Jessie Georgina (J.G.) Sime, writer, essayist, lecturer, social activist (b at Hamilton, Scotland, 12 Feb 1868; d at Wootton, England, 13 Sep 1958). Though born in Scotland, J.G. Sime spent her childhood in London, England.

Jessie Georgina (J.G.) Sime

Jessie Georgina (J.G.) Sime, writer, essayist, lecturer, social activist (b at Hamilton, Scotland, 12 Feb 1868; d at Wootton, England, 13 Sep 1958). Though born in Scotland, J.G. Sime spent her childhood in London, England. Her parents, James Sime and Jessie Wilson, were both educators involved in London's literary scene. Primarily educated at home, Sime later attended Queen's College in London. As a young woman Sime worked as a journalist and editor in London and Edinburgh. After spending a year in Berlin studying voice she returned to England, where she continued to write and became involved in the growing women's movement. In 1895 Sime moved to Edinburgh, where she began a relationship with Walter William Chipman, a married Canadian physician studying at the University of Edinburgh. Though he returned home two years later, Sime remained in Scotland until 1907, when she moved to MONTRÉAL. Once in Canada she rekindled her relationship with Chipman and worked as his secretary. Though the majority of her adult life was spent in Canada, it is speculated that Sime may have returned to England after WORLD WAR II to live. Her permanent address at the time of her death, however, was listed as the Mount Royal Hotel in Montréal.

J.G. Sime's work is most noted for the way in which it portrays women in contemporary culture. At the time it was common for such portrayals to be overly sentimental and idealistic. Sime's characters are notable for their dissatisfaction with domestic life, a theme not commonly addressed by the literature of the time. While her characters vary in social class, they are all united by gender inequality. These themes are most pronounced in her fiction works Sister Woman (1919) and Our Little Life (1921), where the focus is on working-class women coping with the hardships of moving from the country to the city. This focus on working women is a hallmark of Sime's writing. The Mistress of All Work (1916) and Canada Chaps (1917) also have working women as their central characters and demonstrate Sime's interest in the changing role of Canadian women during the early twentieth century, particularly as these women operate outside the domestic sphere and fight for equality, respect and WOMEN'S SUFFRAGE.

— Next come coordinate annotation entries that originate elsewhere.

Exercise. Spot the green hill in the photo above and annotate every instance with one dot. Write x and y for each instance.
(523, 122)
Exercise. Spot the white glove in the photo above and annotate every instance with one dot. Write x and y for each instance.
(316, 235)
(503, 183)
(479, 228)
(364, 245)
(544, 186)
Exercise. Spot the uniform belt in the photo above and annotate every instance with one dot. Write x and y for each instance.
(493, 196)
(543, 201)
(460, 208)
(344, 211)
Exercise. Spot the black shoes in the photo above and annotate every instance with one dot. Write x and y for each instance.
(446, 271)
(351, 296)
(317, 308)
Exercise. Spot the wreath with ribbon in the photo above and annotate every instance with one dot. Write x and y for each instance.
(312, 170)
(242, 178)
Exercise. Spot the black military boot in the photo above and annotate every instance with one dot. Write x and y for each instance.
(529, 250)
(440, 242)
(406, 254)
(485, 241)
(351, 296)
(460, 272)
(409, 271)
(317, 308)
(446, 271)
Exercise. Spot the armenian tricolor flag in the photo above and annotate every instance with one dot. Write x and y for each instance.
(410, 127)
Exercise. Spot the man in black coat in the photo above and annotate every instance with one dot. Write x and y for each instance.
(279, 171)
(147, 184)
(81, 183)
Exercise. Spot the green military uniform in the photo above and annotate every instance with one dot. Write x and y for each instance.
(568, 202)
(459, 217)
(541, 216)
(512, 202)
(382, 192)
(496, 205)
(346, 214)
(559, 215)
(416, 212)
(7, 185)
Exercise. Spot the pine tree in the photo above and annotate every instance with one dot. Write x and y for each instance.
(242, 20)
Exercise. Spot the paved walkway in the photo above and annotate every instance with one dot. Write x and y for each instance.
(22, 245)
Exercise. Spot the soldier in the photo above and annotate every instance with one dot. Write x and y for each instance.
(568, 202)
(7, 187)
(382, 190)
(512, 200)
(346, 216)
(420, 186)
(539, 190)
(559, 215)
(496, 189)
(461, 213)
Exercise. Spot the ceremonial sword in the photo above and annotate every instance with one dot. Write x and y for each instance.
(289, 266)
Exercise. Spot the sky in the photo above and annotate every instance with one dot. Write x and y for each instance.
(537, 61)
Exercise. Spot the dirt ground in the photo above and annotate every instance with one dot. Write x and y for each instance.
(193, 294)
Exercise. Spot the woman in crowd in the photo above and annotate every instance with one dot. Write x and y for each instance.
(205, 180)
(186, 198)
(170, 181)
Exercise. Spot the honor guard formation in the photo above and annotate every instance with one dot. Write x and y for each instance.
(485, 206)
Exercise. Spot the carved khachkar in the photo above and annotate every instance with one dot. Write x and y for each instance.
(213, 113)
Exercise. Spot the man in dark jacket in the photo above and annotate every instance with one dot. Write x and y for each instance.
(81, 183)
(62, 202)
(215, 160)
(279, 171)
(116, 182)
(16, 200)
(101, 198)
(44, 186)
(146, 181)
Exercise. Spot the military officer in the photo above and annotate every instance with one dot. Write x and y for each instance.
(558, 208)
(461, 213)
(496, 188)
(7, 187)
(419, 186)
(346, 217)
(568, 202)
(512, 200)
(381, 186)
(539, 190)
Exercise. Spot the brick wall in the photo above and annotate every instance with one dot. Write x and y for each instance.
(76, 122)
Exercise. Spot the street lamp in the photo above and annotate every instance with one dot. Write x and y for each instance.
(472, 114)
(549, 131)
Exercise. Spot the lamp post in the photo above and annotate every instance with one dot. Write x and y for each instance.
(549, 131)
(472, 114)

Sime also reflected upon the state of Canadian writing. In Orpheus in Quebec (1942) she notes that "one feels in the cities...the potentialities of quite another kind of art - disjointed, disconnected art that finds its expression in thumb-nail sketches, short stories, one-act scrappy plays, and the like." Like her contemporaries, Sime saw this movement away from the highly structured form of the previous century as being reflective of the cultural changes taking place in both Canada and the world. Though not a Canadian citizen, Sime's writing is clearly inspired by her adoptive nation, and it was in Canada that she was most lauded. All of her important work was published in Canada, and Sime continues to be viewed as a driving force in early Canadian realist and modernist literary movements.

J.G. Sime served as Québec vice president of the CANADIAN WOMEN'S PRESS CLUB, president of the Montréal branch of the CANADIAN AUTHORS ASSOCIATION and secretary of the Montréal PEN Club.